The dismissal was made following a motion filed by Symantec.

It wasn't until January 2012 that Symantec confirmed that hackers had accessed a portion of its source code in 2006, which impacted versions of four products released that year: Norton AntiVirus Corporate Edition, Norton Internet Security, Norton SystemWorks and pcAnywhere.

In April, Haskins filed a lawsuit on behalf of herself and other affected Symantec customers who didn't receive a “fully functional” product.

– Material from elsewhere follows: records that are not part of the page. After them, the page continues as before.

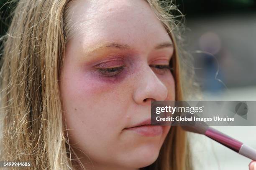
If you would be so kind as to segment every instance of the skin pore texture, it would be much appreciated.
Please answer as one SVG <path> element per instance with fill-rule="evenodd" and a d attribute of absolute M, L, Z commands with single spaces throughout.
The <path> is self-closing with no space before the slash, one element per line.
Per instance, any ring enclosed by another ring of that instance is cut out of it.
<path fill-rule="evenodd" d="M 152 136 L 127 128 L 150 118 L 151 100 L 175 99 L 171 38 L 143 0 L 76 0 L 69 15 L 60 88 L 71 146 L 89 170 L 152 164 L 170 126 Z"/>

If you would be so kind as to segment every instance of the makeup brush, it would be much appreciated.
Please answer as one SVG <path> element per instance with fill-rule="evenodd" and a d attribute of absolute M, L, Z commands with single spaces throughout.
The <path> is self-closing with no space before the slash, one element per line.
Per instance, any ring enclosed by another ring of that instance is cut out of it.
<path fill-rule="evenodd" d="M 256 160 L 256 150 L 208 126 L 204 122 L 197 122 L 193 125 L 181 126 L 186 131 L 204 134 L 239 154 Z"/>

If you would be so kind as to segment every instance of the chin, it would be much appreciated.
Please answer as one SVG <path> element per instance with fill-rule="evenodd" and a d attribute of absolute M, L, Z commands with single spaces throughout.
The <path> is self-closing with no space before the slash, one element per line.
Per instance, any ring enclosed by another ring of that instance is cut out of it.
<path fill-rule="evenodd" d="M 160 149 L 159 146 L 153 145 L 146 144 L 141 146 L 132 156 L 132 164 L 138 168 L 152 164 L 158 157 Z"/>

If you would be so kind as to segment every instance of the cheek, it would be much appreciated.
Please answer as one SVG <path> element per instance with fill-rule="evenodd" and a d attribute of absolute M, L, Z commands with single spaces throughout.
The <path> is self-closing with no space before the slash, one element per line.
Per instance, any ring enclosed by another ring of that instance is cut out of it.
<path fill-rule="evenodd" d="M 84 72 L 67 70 L 61 89 L 68 128 L 114 138 L 111 135 L 123 128 L 128 112 L 131 97 L 128 84 L 106 83 Z"/>
<path fill-rule="evenodd" d="M 168 72 L 159 78 L 168 89 L 168 94 L 166 100 L 175 100 L 176 83 L 172 74 Z"/>

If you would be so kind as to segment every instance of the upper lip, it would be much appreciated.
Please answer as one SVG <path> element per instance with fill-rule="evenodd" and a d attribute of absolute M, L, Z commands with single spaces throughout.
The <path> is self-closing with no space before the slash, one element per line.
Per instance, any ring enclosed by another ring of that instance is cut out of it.
<path fill-rule="evenodd" d="M 144 121 L 141 122 L 137 124 L 136 124 L 134 125 L 133 125 L 131 127 L 127 127 L 127 128 L 130 128 L 131 127 L 134 127 L 138 126 L 141 126 L 144 125 L 151 125 L 151 118 L 147 119 Z"/>

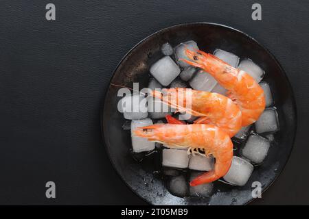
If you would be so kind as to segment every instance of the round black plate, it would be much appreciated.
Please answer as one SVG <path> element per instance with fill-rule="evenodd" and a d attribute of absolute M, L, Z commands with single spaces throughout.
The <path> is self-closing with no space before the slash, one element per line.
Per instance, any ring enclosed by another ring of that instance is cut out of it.
<path fill-rule="evenodd" d="M 296 131 L 296 107 L 290 83 L 278 62 L 263 46 L 246 34 L 213 23 L 181 24 L 159 31 L 133 47 L 115 69 L 111 83 L 128 87 L 139 82 L 147 86 L 148 68 L 160 57 L 160 46 L 169 42 L 173 47 L 189 40 L 196 41 L 200 49 L 212 53 L 216 48 L 249 57 L 266 72 L 263 81 L 269 83 L 279 114 L 280 131 L 263 164 L 255 167 L 248 183 L 233 187 L 223 183 L 210 198 L 179 198 L 170 194 L 159 177 L 154 175 L 154 163 L 159 155 L 152 155 L 144 163 L 136 162 L 130 154 L 130 134 L 122 126 L 125 123 L 117 110 L 119 88 L 110 86 L 102 110 L 103 138 L 111 162 L 124 181 L 137 195 L 154 205 L 244 205 L 252 201 L 251 184 L 260 181 L 263 192 L 271 185 L 288 161 Z M 147 162 L 148 164 L 147 164 Z"/>

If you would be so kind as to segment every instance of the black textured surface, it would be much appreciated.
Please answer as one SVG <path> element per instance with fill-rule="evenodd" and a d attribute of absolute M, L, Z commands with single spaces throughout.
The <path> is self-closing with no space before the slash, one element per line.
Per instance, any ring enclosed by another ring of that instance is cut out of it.
<path fill-rule="evenodd" d="M 253 204 L 309 204 L 307 50 L 309 4 L 259 1 L 0 1 L 0 204 L 143 204 L 106 156 L 100 108 L 113 70 L 140 40 L 172 25 L 207 21 L 248 33 L 286 70 L 298 129 L 286 168 Z M 56 183 L 56 199 L 45 183 Z"/>

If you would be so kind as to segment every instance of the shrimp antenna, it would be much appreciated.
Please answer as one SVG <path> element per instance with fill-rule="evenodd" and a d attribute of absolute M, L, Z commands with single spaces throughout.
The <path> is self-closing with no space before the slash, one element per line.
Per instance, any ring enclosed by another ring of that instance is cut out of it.
<path fill-rule="evenodd" d="M 139 91 L 138 90 L 136 90 L 136 89 L 133 89 L 133 88 L 129 88 L 129 87 L 126 87 L 126 86 L 123 86 L 123 85 L 115 84 L 115 83 L 111 83 L 111 85 L 113 86 L 115 86 L 115 87 L 127 88 L 127 89 L 129 89 L 129 90 L 133 90 L 133 91 L 137 91 L 139 93 L 141 93 L 141 94 L 144 95 L 145 96 L 148 96 L 148 94 L 144 93 L 144 92 L 141 92 L 141 91 Z"/>

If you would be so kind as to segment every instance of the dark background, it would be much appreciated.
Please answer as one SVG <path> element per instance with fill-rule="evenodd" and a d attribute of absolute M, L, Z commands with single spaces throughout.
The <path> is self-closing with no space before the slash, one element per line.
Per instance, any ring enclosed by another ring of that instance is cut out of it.
<path fill-rule="evenodd" d="M 53 3 L 56 21 L 45 19 Z M 251 19 L 262 5 L 262 20 Z M 306 1 L 0 1 L 0 204 L 144 204 L 106 155 L 100 108 L 113 70 L 162 28 L 205 21 L 247 33 L 285 69 L 294 149 L 253 205 L 309 204 L 309 3 Z M 45 183 L 56 198 L 45 198 Z"/>

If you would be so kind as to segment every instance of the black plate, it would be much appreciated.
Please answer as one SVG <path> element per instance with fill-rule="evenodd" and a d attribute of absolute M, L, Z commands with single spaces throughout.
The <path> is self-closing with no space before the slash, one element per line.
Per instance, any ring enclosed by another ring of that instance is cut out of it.
<path fill-rule="evenodd" d="M 162 56 L 160 46 L 169 42 L 173 47 L 189 40 L 196 41 L 200 49 L 212 53 L 220 48 L 233 53 L 240 59 L 249 57 L 266 72 L 263 81 L 269 83 L 279 114 L 280 131 L 263 164 L 255 167 L 248 183 L 233 187 L 216 182 L 219 189 L 209 198 L 179 198 L 169 193 L 163 182 L 154 171 L 159 154 L 153 154 L 144 162 L 136 162 L 130 153 L 130 134 L 122 126 L 123 116 L 117 110 L 119 88 L 108 87 L 102 116 L 102 133 L 111 162 L 121 178 L 137 195 L 154 205 L 244 205 L 251 201 L 251 184 L 260 181 L 262 191 L 283 170 L 293 146 L 296 131 L 296 106 L 290 83 L 284 70 L 263 46 L 247 34 L 235 29 L 213 23 L 181 24 L 159 31 L 134 47 L 115 69 L 111 83 L 128 87 L 139 82 L 146 87 L 148 68 Z"/>

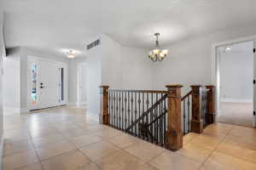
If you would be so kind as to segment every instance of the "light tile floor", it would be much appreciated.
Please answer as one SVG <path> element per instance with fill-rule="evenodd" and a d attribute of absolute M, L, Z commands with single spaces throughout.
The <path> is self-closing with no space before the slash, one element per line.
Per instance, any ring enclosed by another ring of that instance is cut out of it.
<path fill-rule="evenodd" d="M 4 115 L 3 170 L 255 170 L 256 129 L 217 123 L 172 152 L 101 125 L 85 110 Z"/>
<path fill-rule="evenodd" d="M 222 102 L 218 122 L 233 125 L 253 127 L 253 105 L 250 103 Z"/>

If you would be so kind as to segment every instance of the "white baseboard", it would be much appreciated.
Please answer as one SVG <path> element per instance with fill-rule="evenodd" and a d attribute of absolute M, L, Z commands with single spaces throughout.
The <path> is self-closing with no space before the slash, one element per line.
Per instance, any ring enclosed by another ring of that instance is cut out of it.
<path fill-rule="evenodd" d="M 86 102 L 82 102 L 82 103 L 77 102 L 77 103 L 76 103 L 76 105 L 77 105 L 77 106 L 86 105 Z"/>
<path fill-rule="evenodd" d="M 67 105 L 76 105 L 76 102 L 68 102 Z"/>
<path fill-rule="evenodd" d="M 28 111 L 27 108 L 3 107 L 4 113 L 27 113 Z"/>
<path fill-rule="evenodd" d="M 252 104 L 253 99 L 231 99 L 231 98 L 223 98 L 220 99 L 221 102 L 230 102 L 230 103 L 248 103 Z"/>
<path fill-rule="evenodd" d="M 3 167 L 3 143 L 4 143 L 4 139 L 3 139 L 3 134 L 1 136 L 0 139 L 0 170 L 2 170 Z"/>
<path fill-rule="evenodd" d="M 20 109 L 18 107 L 3 107 L 4 113 L 20 113 Z"/>

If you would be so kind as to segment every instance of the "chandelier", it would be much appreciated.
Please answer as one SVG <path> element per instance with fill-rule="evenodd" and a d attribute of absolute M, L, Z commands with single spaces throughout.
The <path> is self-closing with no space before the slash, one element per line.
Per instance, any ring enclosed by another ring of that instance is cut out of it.
<path fill-rule="evenodd" d="M 167 56 L 168 50 L 160 49 L 158 41 L 158 37 L 160 36 L 160 33 L 155 33 L 154 36 L 156 37 L 155 48 L 152 51 L 149 51 L 148 58 L 151 59 L 151 60 L 154 62 L 162 61 Z"/>
<path fill-rule="evenodd" d="M 69 50 L 67 53 L 67 55 L 68 59 L 73 59 L 73 58 L 75 58 L 75 54 L 74 54 L 74 52 L 73 50 Z"/>

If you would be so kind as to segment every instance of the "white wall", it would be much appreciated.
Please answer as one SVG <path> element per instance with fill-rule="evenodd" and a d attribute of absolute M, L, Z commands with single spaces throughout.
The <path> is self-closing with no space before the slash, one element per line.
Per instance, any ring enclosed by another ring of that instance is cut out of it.
<path fill-rule="evenodd" d="M 102 83 L 110 88 L 152 89 L 152 63 L 145 49 L 102 38 Z"/>
<path fill-rule="evenodd" d="M 221 53 L 221 101 L 253 102 L 253 42 L 247 45 L 247 51 Z"/>
<path fill-rule="evenodd" d="M 0 5 L 2 6 L 2 5 Z M 0 71 L 3 68 L 3 57 L 4 57 L 4 45 L 3 45 L 3 14 L 2 8 L 0 7 Z M 2 167 L 2 155 L 3 155 L 3 77 L 2 73 L 0 74 L 0 167 Z"/>
<path fill-rule="evenodd" d="M 96 47 L 87 54 L 87 113 L 100 114 L 100 88 L 102 85 L 102 49 Z"/>
<path fill-rule="evenodd" d="M 77 103 L 78 77 L 77 69 L 79 63 L 86 61 L 85 58 L 75 58 L 68 60 L 68 103 L 75 105 Z"/>
<path fill-rule="evenodd" d="M 3 109 L 6 112 L 20 112 L 20 48 L 7 50 L 3 58 Z"/>
<path fill-rule="evenodd" d="M 67 64 L 64 57 L 54 56 L 41 51 L 35 51 L 28 48 L 16 47 L 8 49 L 4 58 L 4 108 L 6 111 L 26 112 L 27 104 L 27 57 L 35 56 Z M 67 75 L 67 71 L 66 71 Z M 65 81 L 65 94 L 68 99 L 67 80 Z"/>
<path fill-rule="evenodd" d="M 154 88 L 165 89 L 165 85 L 179 83 L 183 93 L 191 84 L 212 84 L 212 45 L 238 37 L 256 35 L 256 25 L 221 31 L 191 38 L 166 47 L 169 56 L 154 65 Z"/>

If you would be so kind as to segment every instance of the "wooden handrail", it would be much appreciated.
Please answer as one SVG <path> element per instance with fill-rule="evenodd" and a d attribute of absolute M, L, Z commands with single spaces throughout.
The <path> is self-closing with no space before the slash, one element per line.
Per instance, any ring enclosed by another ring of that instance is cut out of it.
<path fill-rule="evenodd" d="M 132 128 L 137 123 L 138 123 L 141 120 L 144 118 L 149 112 L 151 112 L 154 108 L 160 105 L 160 102 L 164 101 L 167 98 L 167 94 L 163 95 L 158 101 L 156 101 L 148 110 L 144 111 L 144 113 L 137 118 L 133 123 L 131 123 L 125 131 L 128 132 L 131 128 Z"/>
<path fill-rule="evenodd" d="M 182 98 L 182 101 L 186 99 L 186 97 L 189 96 L 192 94 L 192 90 L 190 90 L 188 94 L 186 94 L 183 98 Z"/>
<path fill-rule="evenodd" d="M 148 93 L 148 94 L 168 94 L 168 91 L 164 90 L 123 90 L 123 89 L 108 89 L 109 92 L 136 92 L 136 93 Z"/>

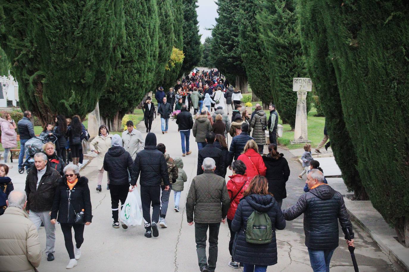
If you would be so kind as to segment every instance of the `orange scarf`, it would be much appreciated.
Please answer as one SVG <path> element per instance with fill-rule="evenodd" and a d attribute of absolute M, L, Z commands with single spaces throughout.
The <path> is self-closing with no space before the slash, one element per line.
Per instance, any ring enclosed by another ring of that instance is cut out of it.
<path fill-rule="evenodd" d="M 326 184 L 326 183 L 320 183 L 319 184 L 317 184 L 316 185 L 314 185 L 314 186 L 313 186 L 311 188 L 311 189 L 310 189 L 310 190 L 312 190 L 313 189 L 314 189 L 314 188 L 316 188 L 317 187 L 318 187 L 320 185 L 328 185 L 328 184 Z"/>
<path fill-rule="evenodd" d="M 71 183 L 70 181 L 67 180 L 67 185 L 69 187 L 70 187 L 70 190 L 72 190 L 72 188 L 74 188 L 74 186 L 75 186 L 75 184 L 76 184 L 76 183 L 78 182 L 78 179 L 75 179 L 75 181 L 72 183 Z"/>

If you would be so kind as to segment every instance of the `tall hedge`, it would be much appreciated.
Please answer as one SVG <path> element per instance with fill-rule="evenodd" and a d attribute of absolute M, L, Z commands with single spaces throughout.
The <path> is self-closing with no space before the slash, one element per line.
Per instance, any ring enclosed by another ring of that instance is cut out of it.
<path fill-rule="evenodd" d="M 126 38 L 117 66 L 99 100 L 108 128 L 118 131 L 125 114 L 132 112 L 149 91 L 157 61 L 159 21 L 156 0 L 128 0 L 124 5 Z"/>
<path fill-rule="evenodd" d="M 0 76 L 8 75 L 10 68 L 10 61 L 6 55 L 6 53 L 0 48 Z"/>
<path fill-rule="evenodd" d="M 240 0 L 238 41 L 243 64 L 253 93 L 265 105 L 272 101 L 270 71 L 256 18 L 261 10 L 258 0 Z"/>
<path fill-rule="evenodd" d="M 124 38 L 123 0 L 0 2 L 0 44 L 20 104 L 43 123 L 92 111 Z"/>
<path fill-rule="evenodd" d="M 239 0 L 218 0 L 216 25 L 211 31 L 211 57 L 215 67 L 229 80 L 235 80 L 236 86 L 247 92 L 247 78 L 239 45 Z M 234 78 L 235 77 L 236 78 Z"/>
<path fill-rule="evenodd" d="M 169 23 L 173 24 L 173 35 L 172 35 L 173 40 L 171 41 L 172 49 L 173 47 L 179 50 L 183 51 L 183 3 L 182 0 L 172 0 L 172 14 L 171 18 L 169 20 Z M 170 59 L 170 56 L 168 60 Z M 176 80 L 179 75 L 179 72 L 182 68 L 183 62 L 177 63 L 175 66 L 171 68 L 169 70 L 165 69 L 164 76 L 163 81 L 162 84 L 165 91 L 169 89 L 170 87 L 174 86 L 176 83 Z"/>
<path fill-rule="evenodd" d="M 157 61 L 155 68 L 155 76 L 150 91 L 155 92 L 158 87 L 163 84 L 165 76 L 165 66 L 169 61 L 172 53 L 175 34 L 173 32 L 173 0 L 157 1 L 158 53 Z"/>
<path fill-rule="evenodd" d="M 197 0 L 183 0 L 183 53 L 184 59 L 178 77 L 184 73 L 189 73 L 199 63 L 201 58 L 200 37 L 198 24 Z M 176 16 L 178 23 L 180 24 L 182 16 Z"/>
<path fill-rule="evenodd" d="M 328 33 L 322 23 L 321 7 L 318 1 L 302 0 L 299 1 L 297 9 L 303 55 L 326 116 L 327 133 L 335 161 L 348 190 L 354 191 L 357 199 L 367 199 L 357 169 L 358 159 L 355 148 L 345 125 L 335 71 L 329 52 Z"/>
<path fill-rule="evenodd" d="M 409 228 L 409 6 L 318 2 L 360 176 L 402 239 L 405 221 Z"/>
<path fill-rule="evenodd" d="M 289 124 L 294 129 L 297 95 L 292 91 L 292 78 L 308 77 L 300 41 L 296 1 L 261 2 L 263 8 L 257 18 L 269 64 L 269 72 L 266 73 L 272 86 L 271 100 L 277 106 L 283 122 Z M 307 111 L 310 110 L 312 98 L 311 94 L 308 93 Z"/>

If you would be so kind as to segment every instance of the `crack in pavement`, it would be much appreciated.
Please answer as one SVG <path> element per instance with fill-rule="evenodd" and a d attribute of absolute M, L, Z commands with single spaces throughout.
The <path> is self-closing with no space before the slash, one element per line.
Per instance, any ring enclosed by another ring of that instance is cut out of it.
<path fill-rule="evenodd" d="M 106 194 L 105 194 L 103 195 L 103 197 L 102 199 L 99 201 L 99 203 L 98 205 L 97 205 L 97 206 L 95 206 L 95 208 L 92 209 L 92 210 L 96 210 L 97 208 L 99 206 L 99 205 L 100 205 L 102 203 L 102 201 L 105 199 L 106 197 Z"/>
<path fill-rule="evenodd" d="M 196 160 L 195 160 L 195 161 L 196 162 Z M 197 164 L 197 162 L 196 162 L 196 164 Z M 192 169 L 192 172 L 190 173 L 190 178 L 189 179 L 189 185 L 187 188 L 188 192 L 190 190 L 190 186 L 192 184 L 192 179 L 193 177 L 193 171 L 195 170 L 195 168 L 193 167 Z M 175 246 L 175 259 L 173 262 L 173 264 L 175 265 L 175 272 L 178 272 L 179 270 L 179 267 L 178 266 L 178 246 L 179 245 L 179 239 L 180 239 L 180 236 L 182 234 L 182 228 L 183 226 L 183 217 L 184 215 L 185 212 L 186 211 L 186 205 L 185 205 L 184 208 L 183 208 L 183 210 L 182 211 L 182 220 L 180 221 L 180 227 L 179 228 L 179 234 L 178 234 L 178 239 L 176 239 L 176 243 Z"/>
<path fill-rule="evenodd" d="M 288 245 L 290 246 L 290 250 L 288 251 L 288 258 L 290 258 L 290 263 L 288 264 L 288 266 L 291 265 L 291 263 L 292 263 L 292 259 L 291 259 L 291 250 L 292 248 L 292 245 L 291 245 L 291 244 L 290 243 L 287 242 L 287 241 L 283 241 L 282 240 L 279 240 L 276 238 L 276 240 L 287 243 L 288 244 Z M 286 269 L 287 268 L 287 267 L 285 267 L 285 268 L 281 270 L 279 272 L 281 272 L 281 271 L 283 271 L 284 270 L 285 270 L 285 269 Z"/>

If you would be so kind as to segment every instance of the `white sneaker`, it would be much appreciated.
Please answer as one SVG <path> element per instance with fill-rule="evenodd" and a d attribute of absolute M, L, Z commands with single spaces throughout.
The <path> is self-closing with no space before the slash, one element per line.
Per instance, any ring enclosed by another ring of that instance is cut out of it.
<path fill-rule="evenodd" d="M 161 228 L 167 228 L 168 226 L 166 225 L 166 219 L 164 218 L 162 218 L 162 217 L 160 218 L 159 226 L 160 226 Z"/>
<path fill-rule="evenodd" d="M 76 246 L 74 247 L 74 254 L 75 255 L 75 259 L 79 260 L 81 257 L 81 250 L 77 248 Z"/>
<path fill-rule="evenodd" d="M 75 259 L 71 259 L 70 260 L 70 262 L 68 263 L 68 264 L 67 265 L 65 268 L 67 269 L 71 269 L 76 265 L 76 260 Z"/>

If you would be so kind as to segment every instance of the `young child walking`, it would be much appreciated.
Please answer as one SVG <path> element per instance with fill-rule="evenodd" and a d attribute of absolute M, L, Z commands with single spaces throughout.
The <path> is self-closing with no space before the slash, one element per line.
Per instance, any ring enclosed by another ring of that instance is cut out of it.
<path fill-rule="evenodd" d="M 307 172 L 307 171 L 310 169 L 310 162 L 312 160 L 312 155 L 311 153 L 311 145 L 309 144 L 306 144 L 304 146 L 304 150 L 305 151 L 301 156 L 301 160 L 303 161 L 303 167 L 304 168 L 304 170 L 301 172 L 301 174 L 298 175 L 298 178 L 300 179 L 303 179 L 303 175 Z"/>
<path fill-rule="evenodd" d="M 183 161 L 182 158 L 177 157 L 175 158 L 175 164 L 178 167 L 178 178 L 176 181 L 172 184 L 172 190 L 173 190 L 173 199 L 175 200 L 175 211 L 179 212 L 179 203 L 180 199 L 180 194 L 183 190 L 184 183 L 187 181 L 187 176 L 183 168 Z"/>

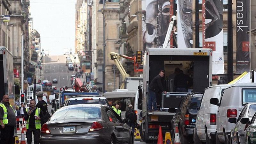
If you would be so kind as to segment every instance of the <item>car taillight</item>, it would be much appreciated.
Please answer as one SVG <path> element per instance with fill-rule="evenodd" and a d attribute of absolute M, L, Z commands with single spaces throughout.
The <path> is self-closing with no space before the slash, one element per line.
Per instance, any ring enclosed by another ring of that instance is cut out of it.
<path fill-rule="evenodd" d="M 235 109 L 228 109 L 227 111 L 227 118 L 236 118 L 237 116 L 237 111 Z"/>
<path fill-rule="evenodd" d="M 98 122 L 93 122 L 91 126 L 89 132 L 98 131 L 103 128 L 103 126 L 101 124 Z"/>
<path fill-rule="evenodd" d="M 184 124 L 185 125 L 188 125 L 189 124 L 189 114 L 185 115 Z"/>
<path fill-rule="evenodd" d="M 44 124 L 41 127 L 41 133 L 51 133 L 50 131 L 48 129 L 46 124 Z"/>
<path fill-rule="evenodd" d="M 216 125 L 216 114 L 210 115 L 210 125 Z"/>
<path fill-rule="evenodd" d="M 159 128 L 159 125 L 148 125 L 148 128 Z"/>

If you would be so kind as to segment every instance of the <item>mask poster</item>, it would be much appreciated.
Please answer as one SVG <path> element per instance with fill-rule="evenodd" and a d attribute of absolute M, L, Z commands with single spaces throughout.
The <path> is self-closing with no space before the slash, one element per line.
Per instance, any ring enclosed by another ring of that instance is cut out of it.
<path fill-rule="evenodd" d="M 203 47 L 212 49 L 213 75 L 224 73 L 223 2 L 222 0 L 202 1 Z"/>
<path fill-rule="evenodd" d="M 142 2 L 143 1 L 145 1 Z M 144 47 L 147 48 L 162 47 L 170 23 L 170 1 L 169 0 L 146 1 L 146 8 L 144 7 L 143 2 L 142 4 L 142 13 L 145 8 L 146 10 L 146 29 L 142 25 Z M 143 23 L 142 22 L 142 24 Z"/>
<path fill-rule="evenodd" d="M 250 69 L 249 35 L 249 3 L 236 0 L 236 73 L 249 72 Z"/>
<path fill-rule="evenodd" d="M 192 48 L 192 2 L 191 0 L 178 1 L 178 45 L 180 48 Z"/>

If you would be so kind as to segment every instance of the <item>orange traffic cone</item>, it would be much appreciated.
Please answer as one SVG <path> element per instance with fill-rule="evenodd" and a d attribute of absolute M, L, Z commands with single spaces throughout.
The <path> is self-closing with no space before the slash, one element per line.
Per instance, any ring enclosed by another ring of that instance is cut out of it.
<path fill-rule="evenodd" d="M 159 127 L 159 132 L 158 133 L 157 144 L 164 144 L 163 141 L 163 134 L 162 133 L 162 127 L 161 126 Z"/>
<path fill-rule="evenodd" d="M 180 144 L 180 134 L 179 134 L 179 129 L 178 129 L 178 126 L 176 126 L 175 128 L 175 138 L 174 140 L 174 144 Z"/>
<path fill-rule="evenodd" d="M 26 144 L 25 137 L 24 136 L 24 131 L 23 128 L 21 129 L 21 136 L 20 138 L 20 144 Z"/>

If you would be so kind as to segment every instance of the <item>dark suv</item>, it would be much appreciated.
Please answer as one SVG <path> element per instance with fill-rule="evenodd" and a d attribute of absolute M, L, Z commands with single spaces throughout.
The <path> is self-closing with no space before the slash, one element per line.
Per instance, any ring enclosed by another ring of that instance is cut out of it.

Tigar ruled last Friday, however, that the product mentioned in her complaint, Norton AntiVirus, was different than those determined to be compromised. He also found that she didn't adequately explain the relationship between it and the impacted products.

“[The] plaintiff cannot assert standing on her own behalf without clearly alleging that the product she purchased was among those that form the basis of her claim,” the order dismissing the suit said. “[The] plaintiff has not demonstrated her standing to bring this action, and the complaint must be dismissed.”

Tigar said that Haskins can file an amended complaint within 21 days of the order, if it contains additional facts absent in the current one.

Symantec declined to comment on the ruling to SC.